Intimidante? Ora, é o mínimo que podemos pensar tendo em vista essas considerações. Apaixonante? Mais ainda, visto que, por intermédio dos seus livros e cartas, somos transportados em maravilhosas ambientações, lugares, que funcionavam como pano de fundo dos mais intensos combates do autor de Zaratustra.
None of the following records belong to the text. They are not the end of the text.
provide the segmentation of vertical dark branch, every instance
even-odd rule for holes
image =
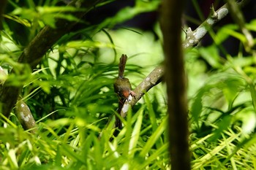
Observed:
[[[187,103],[181,30],[184,0],[164,0],[161,28],[164,37],[172,170],[190,169]]]
[[[87,0],[82,1],[82,3],[76,3],[77,1],[72,1],[69,5],[72,5],[78,8],[86,9],[83,12],[72,13],[78,18],[82,18],[89,10],[91,10],[97,3],[103,0]],[[67,13],[62,13],[67,14]],[[69,22],[67,20],[57,19],[56,21],[56,28],[46,26],[34,38],[29,45],[24,49],[21,55],[18,58],[18,62],[26,63],[31,69],[36,68],[41,61],[45,53],[65,34],[69,32],[70,29],[77,22]],[[12,72],[11,74],[15,74]],[[20,73],[20,75],[23,74]],[[16,74],[17,77],[20,75]],[[8,82],[8,80],[7,80]],[[0,112],[8,117],[12,107],[15,104],[18,96],[21,91],[23,86],[12,86],[4,83],[0,90]]]
[[[3,14],[4,14],[5,6],[7,4],[7,0],[0,1],[0,30],[3,28],[1,20],[3,19]]]

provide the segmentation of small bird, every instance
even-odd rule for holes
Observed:
[[[117,93],[121,101],[128,99],[129,95],[132,97],[136,96],[135,93],[132,90],[131,83],[129,79],[124,77],[125,64],[127,61],[127,55],[122,55],[120,58],[118,66],[118,77],[114,82],[114,90]]]

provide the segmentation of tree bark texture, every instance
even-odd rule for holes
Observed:
[[[187,101],[181,46],[181,15],[184,0],[164,0],[160,18],[165,57],[165,78],[169,112],[172,170],[190,169]]]
[[[85,15],[97,3],[103,0],[88,0],[83,1],[81,4],[75,3],[77,1],[72,1],[69,5],[75,6],[78,8],[83,7],[86,9],[85,11],[78,12],[73,14],[76,18],[80,18]],[[45,53],[64,34],[69,32],[70,29],[77,23],[77,22],[70,22],[67,20],[58,19],[56,22],[56,28],[48,26],[44,27],[41,31],[34,38],[34,39],[26,47],[21,55],[18,58],[18,62],[26,63],[31,69],[36,68],[41,61]],[[15,74],[12,72],[11,74]],[[19,76],[17,75],[16,76]],[[7,80],[8,82],[8,80]],[[13,86],[8,83],[4,83],[0,91],[0,112],[9,117],[10,114],[15,104],[18,97],[23,85]]]

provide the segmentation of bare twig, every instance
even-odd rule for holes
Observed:
[[[102,0],[82,1],[81,3],[76,3],[78,1],[72,1],[69,5],[86,9],[83,12],[78,12],[73,14],[78,18],[86,15],[97,3]],[[18,62],[26,63],[32,69],[41,61],[45,53],[63,35],[68,33],[69,30],[77,23],[67,20],[58,19],[56,23],[56,28],[48,26],[43,28],[41,31],[26,47],[18,59]],[[12,72],[14,74],[14,72]],[[19,76],[19,75],[17,75]],[[8,82],[8,80],[7,80]],[[4,83],[0,91],[0,111],[7,117],[9,117],[13,106],[17,101],[18,95],[22,89],[20,86],[10,85]]]
[[[243,0],[237,3],[238,7],[243,7],[246,4],[248,0]],[[187,38],[183,42],[184,48],[189,48],[196,46],[203,37],[206,34],[208,31],[217,22],[223,19],[229,13],[227,5],[225,4],[217,11],[215,11],[212,7],[211,9],[210,16],[194,31],[190,28],[187,31]]]
[[[5,6],[7,4],[7,0],[1,0],[0,1],[0,30],[1,30],[3,28],[3,25],[1,23],[1,20],[3,19],[2,16],[3,16]]]
[[[32,133],[37,131],[36,122],[34,121],[29,107],[21,99],[16,104],[15,114],[24,130],[30,129],[30,131]]]
[[[249,0],[243,0],[237,3],[238,7],[244,7]],[[189,48],[196,46],[203,37],[207,34],[210,27],[212,27],[217,22],[223,19],[229,12],[227,4],[223,5],[217,11],[215,11],[213,7],[211,9],[211,12],[210,16],[194,31],[190,28],[187,31],[187,38],[183,42],[182,46],[184,49]],[[134,90],[137,94],[136,98],[132,98],[131,96],[129,101],[126,101],[124,104],[124,108],[121,110],[121,115],[125,117],[129,107],[133,107],[138,101],[143,97],[145,93],[149,90],[153,86],[157,85],[162,80],[164,74],[164,68],[162,66],[159,66],[152,71],[143,82]],[[148,82],[151,81],[151,83]],[[153,80],[153,81],[152,81]]]

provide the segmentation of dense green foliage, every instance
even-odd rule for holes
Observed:
[[[83,10],[58,4],[61,1],[9,1],[0,31],[0,65],[9,76],[0,78],[23,85],[21,96],[38,131],[24,131],[15,114],[8,120],[0,113],[1,121],[7,121],[0,127],[0,169],[170,169],[165,85],[148,91],[122,119],[118,135],[112,135],[118,107],[113,82],[119,56],[129,57],[125,74],[134,88],[162,61],[163,53],[161,38],[154,39],[151,32],[111,28],[157,10],[159,1],[138,0],[135,7],[99,23],[81,22],[30,74],[17,62],[24,47],[45,26],[56,26],[59,11]],[[57,16],[78,20],[72,15]],[[159,27],[156,24],[154,30],[161,37]],[[256,20],[246,28],[255,31]],[[192,167],[255,169],[255,51],[248,49],[236,24],[210,32],[211,45],[185,51]],[[233,55],[222,45],[230,36],[241,43]],[[10,74],[12,69],[22,70],[23,76]]]

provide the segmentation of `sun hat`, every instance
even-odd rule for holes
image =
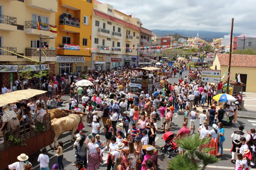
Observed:
[[[25,161],[28,159],[28,156],[26,155],[25,153],[22,153],[18,156],[17,159],[20,161]]]
[[[124,145],[124,144],[121,142],[119,142],[117,143],[117,148],[118,149],[122,149],[123,148],[123,146]]]

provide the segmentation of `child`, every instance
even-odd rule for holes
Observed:
[[[236,155],[236,160],[235,165],[235,170],[241,170],[241,167],[240,165],[242,164],[242,160],[243,159],[243,155],[241,153],[238,153]]]
[[[187,123],[188,121],[188,113],[189,112],[188,106],[186,106],[185,110],[183,111],[183,114],[184,115],[184,122],[186,122]]]

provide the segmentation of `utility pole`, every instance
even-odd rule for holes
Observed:
[[[229,60],[228,61],[228,80],[227,82],[227,90],[226,91],[226,94],[228,94],[229,92],[229,78],[230,77],[230,65],[231,65],[231,56],[232,52],[232,44],[233,44],[232,37],[233,35],[233,25],[234,24],[234,18],[232,18],[231,23],[231,33],[230,34],[230,45],[229,47]]]

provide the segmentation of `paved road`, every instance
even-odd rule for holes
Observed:
[[[187,74],[187,71],[186,71],[183,74],[183,76]],[[185,74],[184,74],[185,73]],[[172,78],[172,82],[177,82],[178,78]],[[66,98],[68,97],[66,97]],[[79,107],[82,107],[81,105],[79,105]],[[67,108],[65,109],[67,109]],[[197,120],[197,125],[196,129],[197,129],[199,127],[199,121]],[[182,127],[182,123],[183,122],[183,116],[179,113],[178,115],[175,115],[173,119],[173,123],[172,128],[171,131],[176,134],[178,133],[179,130]],[[158,121],[157,126],[159,128],[161,127],[160,123],[159,121]],[[84,130],[86,131],[86,134],[89,136],[89,138],[91,137],[91,128],[87,126],[86,122],[84,122],[84,124],[85,126]],[[231,147],[231,139],[230,135],[231,133],[235,130],[237,130],[237,128],[241,125],[245,126],[245,129],[249,130],[250,128],[256,126],[256,121],[248,120],[245,119],[238,119],[237,123],[234,124],[231,127],[225,127],[225,135],[226,137],[226,141],[224,143],[224,147],[225,148],[224,151],[224,155],[221,157],[221,160],[218,163],[211,165],[207,169],[208,169],[214,168],[226,169],[234,169],[234,164],[232,163],[230,160],[231,159],[231,154],[230,151]],[[161,139],[163,133],[161,132],[161,130],[159,130],[157,132],[156,137],[156,147],[158,149],[159,149],[161,146],[163,146],[165,144],[164,140]],[[102,140],[105,140],[105,136],[104,134],[104,130],[101,130],[100,131],[101,135],[101,139]],[[73,148],[73,142],[70,141],[70,133],[66,132],[61,135],[58,140],[61,140],[64,143],[64,149],[63,151],[64,158],[63,162],[64,164],[64,168],[66,170],[76,169],[74,167],[72,166],[71,165],[73,163],[75,159],[74,155],[74,149]],[[103,161],[101,164],[100,167],[100,170],[106,169],[107,163],[106,159],[107,154],[106,149],[105,145],[103,146],[103,150],[104,156],[103,157]],[[57,157],[56,156],[56,152],[55,151],[50,149],[49,147],[47,147],[48,153],[47,155],[50,158],[49,163],[49,167],[51,168],[52,165],[55,163],[57,163]],[[173,155],[173,156],[174,156]],[[168,161],[171,158],[167,157],[165,155],[165,152],[164,151],[162,152],[159,152],[158,154],[158,164],[159,166],[158,169],[166,169],[167,165],[168,165]],[[33,164],[34,169],[39,170],[39,167],[38,163],[36,162]]]

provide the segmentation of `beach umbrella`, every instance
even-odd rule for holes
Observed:
[[[92,83],[87,80],[82,80],[76,83],[76,86],[92,86],[93,84]]]
[[[216,101],[219,101],[221,102],[235,102],[236,101],[236,99],[231,95],[224,94],[219,94],[214,96],[212,99]]]

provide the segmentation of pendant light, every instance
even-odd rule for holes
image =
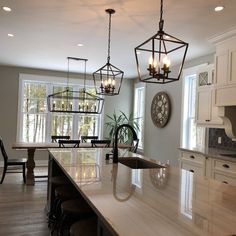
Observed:
[[[104,99],[86,91],[86,63],[88,60],[77,57],[67,57],[67,60],[67,88],[47,97],[48,110],[60,113],[100,114]],[[70,60],[84,62],[84,87],[79,91],[69,88]]]
[[[124,72],[110,63],[111,15],[115,13],[115,10],[106,9],[105,11],[109,14],[107,63],[93,73],[93,80],[97,94],[113,96],[120,92]]]
[[[179,80],[183,69],[188,43],[164,32],[162,15],[163,0],[161,0],[158,32],[134,49],[138,76],[142,82],[157,84],[174,82]],[[171,61],[174,60],[180,63],[177,70],[171,69]]]

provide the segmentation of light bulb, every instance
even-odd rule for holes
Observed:
[[[170,59],[168,59],[167,56],[165,56],[165,57],[163,58],[163,64],[164,64],[164,66],[166,66],[166,67],[170,67]]]

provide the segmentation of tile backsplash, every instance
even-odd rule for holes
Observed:
[[[218,143],[218,138],[221,137],[221,144]],[[224,129],[209,129],[208,147],[220,148],[230,151],[236,151],[236,142],[232,141],[225,134]]]

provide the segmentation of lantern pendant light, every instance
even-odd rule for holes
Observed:
[[[86,62],[88,59],[67,57],[67,60],[67,88],[62,92],[53,93],[47,97],[48,110],[58,113],[101,114],[104,98],[100,98],[86,90]],[[79,91],[69,88],[69,65],[71,60],[84,62],[84,87]]]
[[[114,96],[120,92],[124,72],[110,63],[111,15],[115,13],[115,10],[106,9],[105,11],[109,14],[107,63],[93,73],[93,80],[97,94]]]
[[[178,81],[181,76],[188,43],[164,32],[162,15],[163,0],[158,32],[134,49],[138,76],[142,82],[165,84]],[[171,61],[174,60],[180,64],[177,70],[171,70]]]

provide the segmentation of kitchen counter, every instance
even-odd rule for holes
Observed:
[[[235,187],[169,165],[130,169],[112,164],[105,160],[108,151],[51,149],[49,153],[117,235],[236,234]],[[125,150],[120,156],[144,158]]]
[[[190,151],[198,154],[202,154],[205,157],[210,157],[214,159],[220,159],[224,161],[236,162],[236,157],[230,157],[230,154],[235,154],[236,151],[228,151],[225,149],[217,149],[217,148],[205,148],[205,149],[197,149],[197,148],[179,148],[182,151]],[[222,156],[220,154],[229,154],[229,156]]]

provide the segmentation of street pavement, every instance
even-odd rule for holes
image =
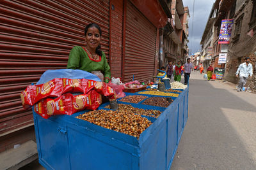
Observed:
[[[256,94],[235,88],[192,72],[188,120],[171,170],[256,169]],[[45,169],[37,161],[20,169]]]
[[[192,72],[188,120],[172,170],[256,169],[256,94],[235,88]]]

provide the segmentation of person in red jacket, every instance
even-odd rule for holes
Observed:
[[[208,77],[208,81],[210,81],[211,78],[212,76],[212,72],[213,72],[213,67],[212,67],[211,64],[207,68],[207,77]]]
[[[204,71],[204,67],[203,67],[203,66],[201,66],[201,67],[200,67],[200,74],[202,74],[202,73],[203,71]]]

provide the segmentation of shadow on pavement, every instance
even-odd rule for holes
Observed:
[[[244,127],[237,129],[233,124],[239,120],[250,120],[250,117],[255,118],[252,114],[255,106],[226,89],[214,88],[210,82],[196,78],[189,80],[188,123],[171,169],[256,169],[256,155],[245,142],[250,138],[246,135],[255,132],[255,125],[248,129],[251,132],[241,136],[237,130]],[[224,113],[225,109],[230,111]],[[248,111],[249,117],[245,118],[243,113]],[[236,118],[233,124],[227,114]],[[243,124],[246,122],[239,122]]]

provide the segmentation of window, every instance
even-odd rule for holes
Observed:
[[[256,2],[252,1],[253,6],[252,8],[251,22],[249,23],[250,29],[256,29]]]
[[[236,12],[236,0],[233,3],[233,5],[231,8],[230,10],[230,18],[232,18],[234,17],[234,15],[235,15]]]
[[[243,18],[244,15],[243,14],[235,22],[236,27],[234,36],[233,38],[234,41],[236,41],[239,39]]]

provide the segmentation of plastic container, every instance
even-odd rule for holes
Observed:
[[[110,108],[113,110],[117,110],[118,108],[118,105],[117,104],[116,100],[109,101]]]
[[[104,75],[101,73],[100,71],[92,71],[92,74],[97,76],[101,81],[104,81]]]
[[[170,83],[170,80],[169,79],[162,79],[162,81],[164,84],[165,89],[171,89],[171,84]]]
[[[148,118],[153,124],[139,139],[76,118],[86,110],[49,119],[33,112],[39,162],[47,169],[170,169],[188,120],[188,91],[166,108],[133,104],[163,111]]]
[[[165,85],[164,83],[158,83],[157,90],[161,92],[164,92]]]

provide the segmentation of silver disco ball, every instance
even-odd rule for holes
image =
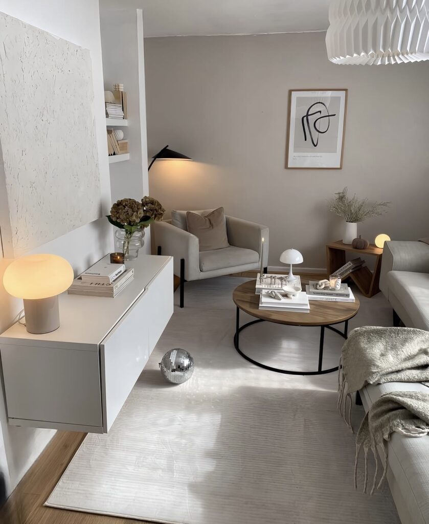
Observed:
[[[173,384],[181,384],[192,376],[194,359],[185,350],[177,347],[167,351],[159,363],[159,367],[166,380]]]

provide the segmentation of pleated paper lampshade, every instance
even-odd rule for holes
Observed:
[[[337,64],[429,60],[429,0],[332,0],[326,50]]]

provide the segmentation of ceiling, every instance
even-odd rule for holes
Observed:
[[[324,31],[329,0],[102,0],[143,9],[145,37]]]

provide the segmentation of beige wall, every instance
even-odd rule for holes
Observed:
[[[167,144],[193,162],[155,162],[150,194],[169,212],[223,205],[270,227],[270,265],[299,249],[324,267],[342,223],[326,200],[350,192],[391,201],[359,226],[371,242],[429,235],[429,64],[341,66],[324,33],[145,41],[149,154]],[[290,89],[347,88],[342,170],[284,169]]]

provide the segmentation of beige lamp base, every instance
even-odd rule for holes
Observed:
[[[50,333],[60,327],[58,296],[37,300],[24,299],[27,331],[36,335]]]

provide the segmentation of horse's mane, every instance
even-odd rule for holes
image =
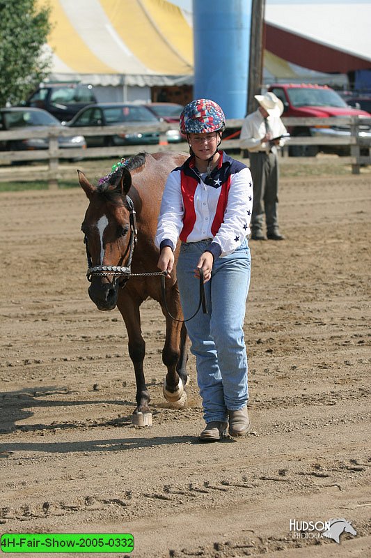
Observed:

Trágico? Certamente, afinal a sociedade de seu tempo não fazia ideia do desgaste físico e psicológico do solitário gênio que nela vivia atormentado e desgastado pelos mais densos combates espirituais. Nem é preciso lembrar que nesse caso a dor torna-se inevitável, porém Nietzsche ainda impressiona por reivindicar da dor seu caráter pedagógico, expressando num tom tipicamente épico sua dor como sinonimo de martírio, triunfo e glória. “Apenas a grande dor, a lenta e prolongada dor, aquela que não tem pressa, na qual somos queimados com madeira verde, por assim dizer, obriga a nós, filósofos, a alcançar nossa profundidade...”

Sombrio? Ora, o aspecto helenístico-trágico durante toda sua vida pesou em sua concepção de mundo; por tal motivo não é de se espantar que a Grécia tenha ensinado para o senhor Nietzsche que onde pairar o instinto dionisíaco, o lado obscuro e tenebroso da vida não pode ser negado.

Irreverente? É o mínimo que podemos pensar de um sábio que, do alto de sua “montanha”, riu de todas as tragédias, de todos os mestres, e visivelmente embriagado por sua sabedoria peculiar, riu de si mesmo. Um grande bailarino que fez da vida uma obra de arte, um risco permanente, e passeando pela infinita corda do devir, sem plateia, nem porto seguro, permanece quieto em seu velho meio-dia.

Enfim, vista de perto a vida de Nietzsche, para retomar um pensamento de La Bruyére, foi uma tragédia pela forma como a sentia e mais ainda, uma comédia frente a desmensura do seu pensamento; solitário e incompreendido, seu desespero sem reservas velava seu pranto abraçando-lhe com suas asas luminosas.  E, assim como o brilho de Apollo ostentava grandeza e divindade, em Nietzsche encontramos intimidante luz: a mesma que banhava os guerreiros homéricos; e da mesma forma que Heitor ficou aterrorizado com a luz que brilhava como sol nascente no corpo de Aquiles, naturalmente muito dos contemporâneos de Nietzsche ainda hoje são tomados por semelhante desconforto.



Referencias bibliográficas

Nietzsche. F. A Gaia Ciência. Trad. Paulo César de Souza. São Paulo: Companhia das Letras, 2001.
_________,Além do bem e do mal. Trad. Paulo César de Souza. São Paulo: Companhia das Letras, 2005.